C. DEUX AXES PRIORITAIRES
1. Encourager l'application des accords de Minsk
D'abord, dans la poursuite des efforts que la France mène, dans le cadre du format Normandie, faire appliquer les accords de Minsk et obtenir le règlement de la crise en Ukraine .
Ce n'est pas une chose aisée. Certes, depuis septembre dernier, la situation s'est améliorée sur le terrain et le cessez-le-feu est enfin respecté.
Mais l'accord est ressenti comme déséquilibré par les Ukrainiens qui, de ce fait, manifestent un empressement mesuré et se divisent sur la mise en oeuvre de son volet institutionnel, lequel suppose la reconnaissance d'un statut spécial pour le Donbass.
De l'autre côté, une partie des responsables du Donbass ne souhaite pas vraiment l'application des accords de Minsk.
La révision constitutionnelle est en cours, mais nécessite encore d'être votée en deuxième lecture à la majorité qualifiée, qui est loin d'être acquise.
Par ailleurs, le statut spécial ne peut entrer en vigueur qu'à l'issue du déroulement des élections dans les territoires contrôlées par les séparatistes, qui ont été reportées et n'interviendront donc pas le 25 octobre, date de les élections locales dans le reste de l'Ukraine, en raison de la nécessité d'élaborer préalablement une loi électorale spécifique pour les élections dans le Donbass.
La France doit continuer à faire pression pour que ce volet institutionnel soit mis en oeuvre afin que le cessez-le-feu ne vole pas en éclat.
Dans le suivi que nous exerçons, il importe de nous montrer objectifs et impartiaux et nous efforcer de mesurer les efforts accomplis par chacun. La France doit avoir une approche équilibrée et la manifester publiquement, afin de ne pas nourrir le ressentiment de l'une ou l'autre des parties.
Le calendrier des accords vient d'être prolongé lors du récent sommet du 2 octobre 2015 en format de Normandie.

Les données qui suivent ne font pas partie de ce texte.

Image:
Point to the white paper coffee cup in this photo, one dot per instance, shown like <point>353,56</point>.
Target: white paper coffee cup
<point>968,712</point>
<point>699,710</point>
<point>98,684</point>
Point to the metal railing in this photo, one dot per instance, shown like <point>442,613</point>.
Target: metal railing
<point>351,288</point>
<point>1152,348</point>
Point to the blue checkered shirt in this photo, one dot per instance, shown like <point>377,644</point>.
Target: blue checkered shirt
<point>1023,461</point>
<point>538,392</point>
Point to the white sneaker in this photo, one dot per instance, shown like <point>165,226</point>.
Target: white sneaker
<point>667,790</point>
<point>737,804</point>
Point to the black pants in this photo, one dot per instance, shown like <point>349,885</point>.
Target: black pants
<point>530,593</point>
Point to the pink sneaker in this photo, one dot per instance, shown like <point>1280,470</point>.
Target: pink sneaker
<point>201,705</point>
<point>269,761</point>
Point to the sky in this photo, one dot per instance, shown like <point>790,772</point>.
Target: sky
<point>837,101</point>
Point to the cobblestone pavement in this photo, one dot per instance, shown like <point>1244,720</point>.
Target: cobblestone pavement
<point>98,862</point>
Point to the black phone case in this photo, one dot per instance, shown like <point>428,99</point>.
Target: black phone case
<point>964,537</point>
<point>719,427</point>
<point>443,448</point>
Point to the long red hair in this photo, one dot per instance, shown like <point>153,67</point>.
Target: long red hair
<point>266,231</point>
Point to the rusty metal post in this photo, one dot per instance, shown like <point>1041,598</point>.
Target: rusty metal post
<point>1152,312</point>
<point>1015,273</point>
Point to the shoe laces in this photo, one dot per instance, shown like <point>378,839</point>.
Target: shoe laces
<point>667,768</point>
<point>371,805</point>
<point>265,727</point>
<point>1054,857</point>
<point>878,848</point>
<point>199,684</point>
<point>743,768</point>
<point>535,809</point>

Aussi la France devrait-elle faire savoir dès à présent qu'elle souhaite une levée graduelle des sanctions si le cessez-le-feu est respecté et si les élections se déroulent conformément aux engagements , à commencer par les sanctions diplomatiques et les sanctions visant des personnes non directement liées aux événements en Ukraine, qui sont ressenties comme les plus humiliantes.
2. Initier une conférence sur la sécurité et le développement économique en Europe
La France devrait également prendre l'initiative d'un dialogue renouvelé avec la Russie sur les questions de sécurité et de développement économique en Europe .
Il permettrait d'aborder un certain nombre de préoccupations communes et nous permettrait de renouer avec une approche pan-européenne que nous partageons de longue date avec la Russie.
Ce dialogue, qui pourrait prendre la forme d'une conférence internationale sur le modèle de celle qui avait débouché en 1975 sur la signature de l'Acte final d'Helsinki , serait une façon de nous redonner une perspective politique commune , à l'heure où le dialogue Russie-UE est difficile.
Dans ce cadre pourraient être abordés avec la Russie des sujets d'intérêt commun en Europe tels que le rétablissement du contrôle des armements et des mesures de confiance, les relations avec le voisinage partagé, les conflits gelés, les systèmes de défense anti-missiles, la situation des populations russophones.
La question de l'opportunité, pour l'Ukraine, de s'inspirer éventuellement d'un statut de neutralité à l'égard des organisations militaires , à l'image de celui qui a permis à l'Autriche de retrouver son indépendance en pleine Guerre froide ( cf. annexe 2 ), pourrait être discutée.
Les questions économiques , notamment le développement économique de l'Europe orientale et les questions énergétiques, devraient également être à l'ordre du jour de ce dialogue, sans oublier les échanges humains afin d'encourager les contacts entre sociétés civiles.
Cette conférence pourrait s'appuyer sur l'OSCE , instance paneuropéenne reconnue par la Russie et qui est revenue récemment au premier plan du fait de son implication dans la gestion du conflit ukrainien.
L'Allemagne et la France auraient, bien sûr, un rôle moteur dans ce dialogue, mais il importe aussi d'y impliquer dans la mesure du possible la Pologne, qui a un rôle essentiel à jouer pour désamorcer les tensions entre la Russie et les pays d'Europe orientale . Une détente russo-polonaise a été possible il y a quelques années, nous espérons qu'elle puisse reprendre, tout en en mesurant pleinement la difficulté.
Enfin, nous souhaitons que ce dialogue, qui durerait quelques années, puisse se traduire par un accord semblable à l'Acte final d'Helsinki permettant de sceller nos engagements mutuels et de réaffirmer notre attachement commun à la paix et à un certain nombre de grands principes indispensables à notre sécurité commune comme l'inviolabilité des frontières en Europe.